Diyarbakır Barosu, söz konusu yasal düzenlenme ile ilgili TBMM Adalet Komisyonu Başkanlığı’na uyarı niteliğinde bir yazı gönderildi. Yazıda, “üye olmamakla birlikte örgüt adına suç işleme suretiyle örgüt üyesi suçuna” ilişkin yasal düzenleme teklifinin AYM’nin iptal kararı gerekçesini karşılamadığı ifade edilerek, hukuki güvence sağlamaktan yoksun, temel hak ve hürriyetleri ihlal edici düzenleme niteliğindeki teklifinin geri çekilmesi istendi.
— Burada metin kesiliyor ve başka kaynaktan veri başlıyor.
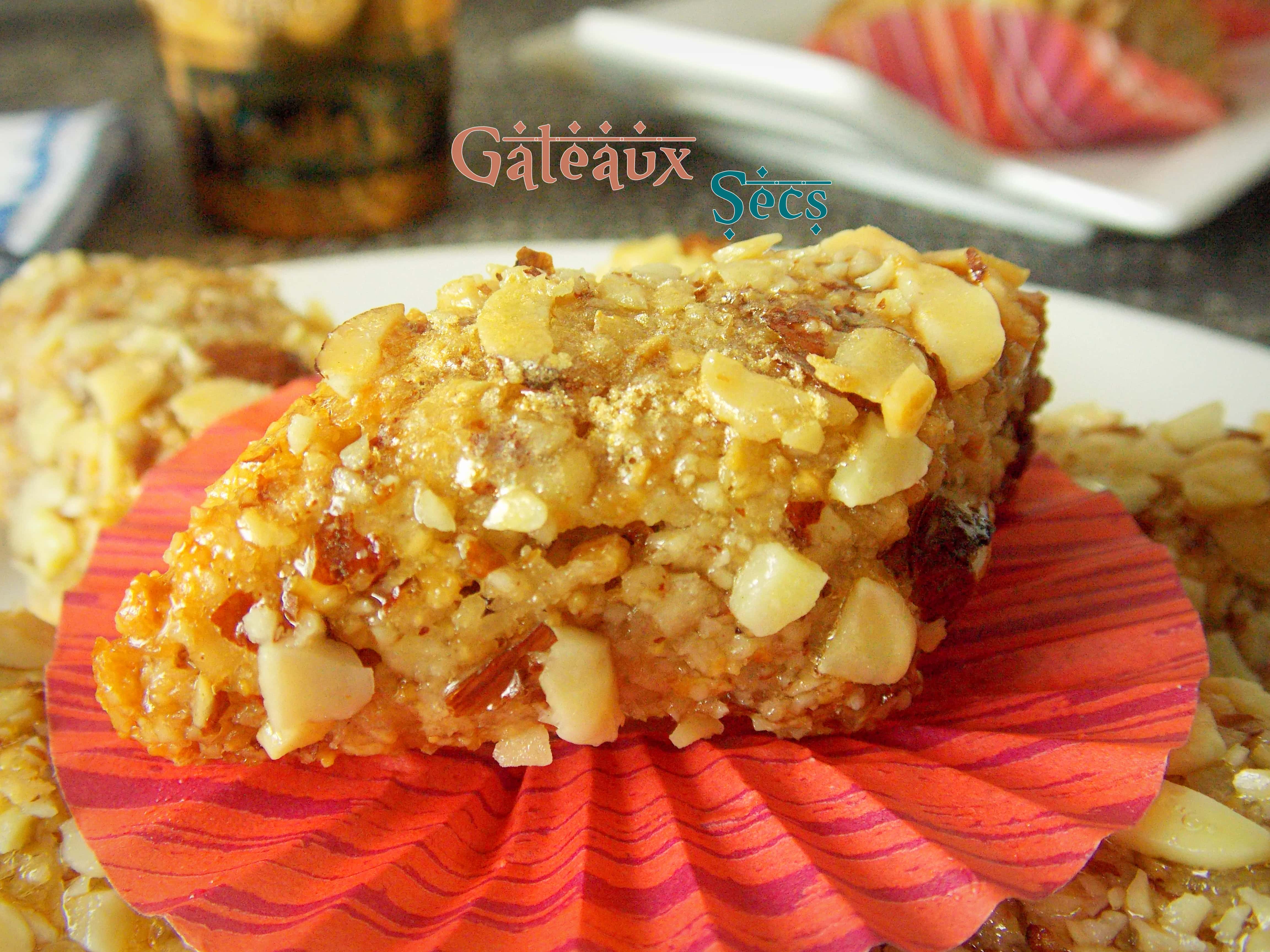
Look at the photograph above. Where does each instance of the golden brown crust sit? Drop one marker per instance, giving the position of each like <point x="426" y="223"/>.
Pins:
<point x="549" y="447"/>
AYM TARAFINDAN TOPLU İHLAL KARARLARI VERİLMEYE BAŞLANILMIŞTI
Düşünce ve ifade hürriyeti ile toplantı ve gösteri hakkını ihlal edici şekilde, “yasadışı örgüt üyesi olmamakla birlikte örgüt adına suç işleme” suçundan mahkûmiyet kararlarının verildiğini dile getirildiği yazıda, Anayasa Mahkemesi Genel Kurulu’nda 2021 yılında Hamit Yakut ile ilgili ihlal kararı verildiği ifade edilerek, bu karar sonrasında AYM tarafından toplu ihlal kararları verilmeye başlanıldığı belirtildi.
“YASAL DÜZENLEMEDE KEYFİ UYGULAMALARA KORUYUCU TEDBİR ALINMALIDIR”
“Yasal düzenlemelerin hem kişiler hem de idare yönünden herhangi bir tereddüde ve şüpheye yer vermeyecek şekilde açık, net, anlaşılır ve uygulanabilir olması ayrıca kamu otoritelerinin keyfi uygulamalarına karşı koruyucu tedbirler içermesi de gereklidir” diye ifade edilen yazıda, “Yurttaş hangi somut eylem ve suçlamayla, hangi hukuki müeyyidenin veya neticenin bağlandığını bilmelidir. Ancak bu durumda kendisine düşen yükümlülükleri öngörebilir ve davranışlarını belirler. Hukuk güvenliği, normların öngörülebilir olmasını, belirsizliğe ve keyfiliğe yol açmayacak güvencelerin gözetilmesini gerekli kılar” denildi.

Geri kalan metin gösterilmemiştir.